Investigador Responsável:
Sara Santos
Duração: 2022 – 2024

Membros da equipa do CISeD
Luísa Augusto

Atualmente, cada vez mais são as cidades e regiões que se diferenciam através da criação de uma identidade e imagem positiva, desenvolvendo o branding territorial. O uso do storytelling pode ser também uma mais-valia quando utilizado para a promoção de destinos turísticos. É fundamental que as entidades que gerem a imagem turística das regiões portuguesas repensem as suas estratégias de divulgação e privilegiem o “contar histórias”, as emoções e o envolvimento com o público na construção da imagem dos territórios. O marketing territorial, e em especial a aposta em vídeos de promoção turística, permite demonstrar as características únicas do território e a sua diferenciação face aos demais. Através da história contada sobre a região, o público identifica-se com as personagens e é “transportado” pela narrativa.

Em Portugal, a região Centro tem-se destacado pelos filmes promocionais (com técnicas de storytelling) que utiliza para promover o Centro do país. Nos últimos anos, o Turismo do Centro venceu dezenas de prémios internacionais ligados à promoção turística. Por seu lado, a Associação de Desenvolvimento Turístico “Aldeias Históricas de Portugal” venceu também o prémio mundial de melhor filme de turismo do mundo, em 2021.

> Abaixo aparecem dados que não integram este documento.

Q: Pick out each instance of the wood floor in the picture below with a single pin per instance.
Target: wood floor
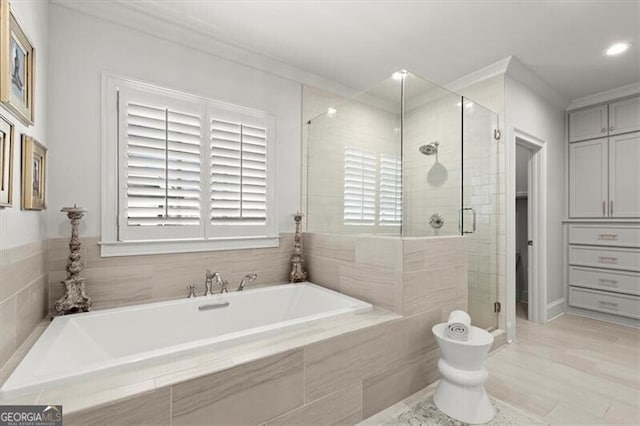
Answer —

Considerando este reconhecimento mundial, o presente projeto contará com a parceria do Turismo do Centro e d’Aldeias Históricas de Portugal, enquanto exemplos de boas práticas na divulgação turística de regiões através do storytelling em vídeos promocionais.

O STORYtur tem como objetivo principal compreender as estratégias de divulgação turística de regiões portuguesas, em especial da região Centro.

O projeto compreende o desenvolvimento de estudos através da realização de entrevistas (aos representantes do Turismo do Centro e Aldeias Históricas de Portugal) e aplicação de questionários ao público.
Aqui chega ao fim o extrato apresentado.